Winter 2003/04 Exhibition

Yoshida Tōshi (1911–1995)
Rangoon
Woodblock print
Japan and Beyond:
The Yoshida Family Legacy in Japanese Woodblock Prints
Rotation 1: Dec. 2, 2003 – Jan. 31, 2004
Rotation 2: Feb. 3, 2004 – March 27, 2004
This winter, for the first time in its history, the Clark Center is pleased to present an exhibition devoted entirely to Japanese woodblock prints. This exhibition draws from the selection of over 200 modern woodblock prints by three generations of the Yoshida family and their students recently gifted to the Center by collector H. Ed Robison in memory of his beloved wife Ulrike Pietzner Robison.
Divided into two rotations with a total of over 80 prints, this exhibition is organized around the theme of "Nationalism and Internationalism" in the work of renowned 20th century print artist Yoshida Hiroshi and his eldest son Tōshi. Other Yoshida family artists appearing in the exhibition include Hiroshi's wife, Fujio, his second son, Hodaka, and his wife, Chizuko, Tōshi's youngest son, Tsukasa, and Hiroshi's granddaughter, Ayomi. Prints by American artists Carol Jessen, Ann Lehman, and Micah Schwaberow, who studied with Tōshi, complete the list of works to be exhibited.

Yoshida Chizuko (b. 1924)
Jazz
Woodblock print
Yoshida Hiroshi began his career as a painter but later specialized in woodblock prints combining his painter's eye for color with inventive techniques all within the format of a woodblock print. His dedication to this distinctly Japanese medium proved the beginning of a great family legacy in the history of Japanese print-making that continues even today in the work of Japanese and non-Japanese artists alike.
The first rotation of this exhibition addressed the treatment of Japanese subjects by Hiroshi and his successors, and bore witness to the subtle Nationalism of these artists in their quiet, peaceful images of traditional and rural Japan produced during periods of rapid and inescapable modernization and westernization.
In this second rotation, we turn our attention instead to these same artists' exploration of landscapes, still lifes, and figure studies based on their observations and experiences abroad, featuring images of Europe, the Americas, Asia, and Africa. The successive generations of Yoshida artists broadened their horizons through careful study and absorption of things foreign followed by meticulous incorporation into their individual aesthetics and approaches to the printing process. In the mid-1920s, when Yoshida Hiroshi and his wife Fujio traveled to the United States, they soon realized that their oil and watercolor paintings no longer held the same appeal for western collectors, but the few woodblock prints that Hiroshi had produced were immediate successes. Thus, even the impetus for the Yoshida family to turn to print making was, in a sense, international.

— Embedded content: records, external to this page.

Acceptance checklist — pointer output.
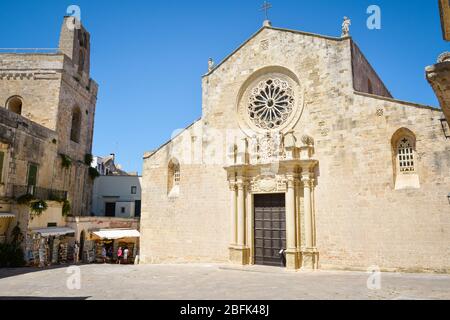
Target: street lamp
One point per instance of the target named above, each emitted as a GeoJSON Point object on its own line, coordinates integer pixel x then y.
{"type": "Point", "coordinates": [445, 127]}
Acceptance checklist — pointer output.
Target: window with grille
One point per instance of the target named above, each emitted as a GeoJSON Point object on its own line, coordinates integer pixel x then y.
{"type": "Point", "coordinates": [406, 156]}
{"type": "Point", "coordinates": [176, 176]}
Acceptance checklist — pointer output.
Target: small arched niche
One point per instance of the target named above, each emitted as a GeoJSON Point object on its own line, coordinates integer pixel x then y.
{"type": "Point", "coordinates": [15, 104]}
{"type": "Point", "coordinates": [405, 159]}
{"type": "Point", "coordinates": [173, 178]}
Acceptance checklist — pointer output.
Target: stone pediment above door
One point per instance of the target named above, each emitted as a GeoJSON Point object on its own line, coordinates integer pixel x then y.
{"type": "Point", "coordinates": [268, 184]}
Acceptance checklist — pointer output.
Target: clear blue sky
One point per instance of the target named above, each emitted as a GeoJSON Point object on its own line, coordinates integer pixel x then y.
{"type": "Point", "coordinates": [148, 56]}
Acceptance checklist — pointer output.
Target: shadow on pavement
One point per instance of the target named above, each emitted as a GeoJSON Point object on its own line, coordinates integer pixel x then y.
{"type": "Point", "coordinates": [43, 298]}
{"type": "Point", "coordinates": [12, 272]}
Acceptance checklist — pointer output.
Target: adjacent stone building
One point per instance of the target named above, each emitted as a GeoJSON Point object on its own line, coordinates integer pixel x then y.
{"type": "Point", "coordinates": [47, 109]}
{"type": "Point", "coordinates": [301, 153]}
{"type": "Point", "coordinates": [439, 74]}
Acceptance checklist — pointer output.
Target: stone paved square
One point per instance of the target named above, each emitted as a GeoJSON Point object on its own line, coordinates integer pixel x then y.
{"type": "Point", "coordinates": [216, 282]}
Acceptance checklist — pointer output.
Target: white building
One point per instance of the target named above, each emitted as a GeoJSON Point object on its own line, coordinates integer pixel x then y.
{"type": "Point", "coordinates": [117, 196]}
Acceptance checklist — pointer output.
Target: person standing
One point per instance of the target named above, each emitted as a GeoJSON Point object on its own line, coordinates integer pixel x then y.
{"type": "Point", "coordinates": [125, 255]}
{"type": "Point", "coordinates": [119, 255]}
{"type": "Point", "coordinates": [76, 253]}
{"type": "Point", "coordinates": [104, 254]}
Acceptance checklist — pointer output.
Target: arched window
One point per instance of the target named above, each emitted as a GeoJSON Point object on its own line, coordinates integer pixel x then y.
{"type": "Point", "coordinates": [405, 159]}
{"type": "Point", "coordinates": [81, 62]}
{"type": "Point", "coordinates": [174, 178]}
{"type": "Point", "coordinates": [369, 86]}
{"type": "Point", "coordinates": [405, 154]}
{"type": "Point", "coordinates": [76, 125]}
{"type": "Point", "coordinates": [14, 104]}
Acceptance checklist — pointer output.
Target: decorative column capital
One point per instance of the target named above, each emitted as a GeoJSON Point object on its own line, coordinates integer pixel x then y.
{"type": "Point", "coordinates": [307, 177]}
{"type": "Point", "coordinates": [290, 182]}
{"type": "Point", "coordinates": [232, 185]}
{"type": "Point", "coordinates": [241, 183]}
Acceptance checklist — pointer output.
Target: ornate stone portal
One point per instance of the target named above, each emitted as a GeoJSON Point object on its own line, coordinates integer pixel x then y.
{"type": "Point", "coordinates": [274, 163]}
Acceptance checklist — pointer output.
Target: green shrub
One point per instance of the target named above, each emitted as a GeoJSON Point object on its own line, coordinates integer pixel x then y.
{"type": "Point", "coordinates": [37, 207]}
{"type": "Point", "coordinates": [25, 199]}
{"type": "Point", "coordinates": [93, 173]}
{"type": "Point", "coordinates": [66, 208]}
{"type": "Point", "coordinates": [66, 161]}
{"type": "Point", "coordinates": [88, 158]}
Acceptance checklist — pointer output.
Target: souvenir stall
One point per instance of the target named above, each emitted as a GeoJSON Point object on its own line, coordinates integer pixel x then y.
{"type": "Point", "coordinates": [45, 247]}
{"type": "Point", "coordinates": [113, 239]}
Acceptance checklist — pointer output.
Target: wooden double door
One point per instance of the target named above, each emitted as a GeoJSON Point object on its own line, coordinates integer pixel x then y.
{"type": "Point", "coordinates": [270, 229]}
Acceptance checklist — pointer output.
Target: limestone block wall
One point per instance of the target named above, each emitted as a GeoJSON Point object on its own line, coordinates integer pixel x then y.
{"type": "Point", "coordinates": [36, 78]}
{"type": "Point", "coordinates": [361, 219]}
{"type": "Point", "coordinates": [194, 225]}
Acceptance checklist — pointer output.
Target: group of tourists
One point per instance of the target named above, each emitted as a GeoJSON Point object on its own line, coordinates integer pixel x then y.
{"type": "Point", "coordinates": [123, 255]}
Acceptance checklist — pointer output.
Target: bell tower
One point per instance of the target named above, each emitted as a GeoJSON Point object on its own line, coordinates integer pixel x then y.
{"type": "Point", "coordinates": [75, 43]}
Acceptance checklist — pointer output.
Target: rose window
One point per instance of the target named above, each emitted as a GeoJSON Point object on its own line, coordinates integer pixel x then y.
{"type": "Point", "coordinates": [271, 104]}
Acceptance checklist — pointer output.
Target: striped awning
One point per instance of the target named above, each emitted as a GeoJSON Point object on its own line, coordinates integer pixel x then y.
{"type": "Point", "coordinates": [7, 216]}
{"type": "Point", "coordinates": [114, 234]}
{"type": "Point", "coordinates": [53, 232]}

Micah Schwaberow (b. 1948)
Gathering Stones
Woodblock print
Consummate travelers, Hiroshi and Fujio passed their love of exotic and foreign places on to their sons. The sights, sounds and adventures that all Yoshida family artists experienced while abroad were a vibrant source of inspiration for their prints. Hiroshi's scenes of Manchuria and Korea created in the dawn of World War II, Tōshi's genre scenes from the United States and South America, and Hodaka's spiritually charged works based on South American and Native American religious beliefs are all examples of such internationalism. Yoshida Ayomi's primary attention to the process of creating woodblock prints as opposed to the image created is an example of Western art theory at play in a traditional Eastern format.
As the Yoshida family turned their attention to and from Japan for inspiration, a number of American students of the Yoshida Hanga Academy came to draw upon scenes of Japan for their art. Prints by Micah Schwaberow and Carol Jessen illustrate this "reverse internationalism."
This inaugural exhibition dedicated to woodblock prints is guest curated by Dr. Kendall H. Brown, Professor of Asian Art at California State University, Long Beach, and Quyen Le, graduate student at CSULB.
Gallery hours: Tuesday through Saturday 1 – 5 pm. Closed on national holidays and during the month of August.
Admission: $5 for adults, $3 for students with valid ID. Children 12 and under free.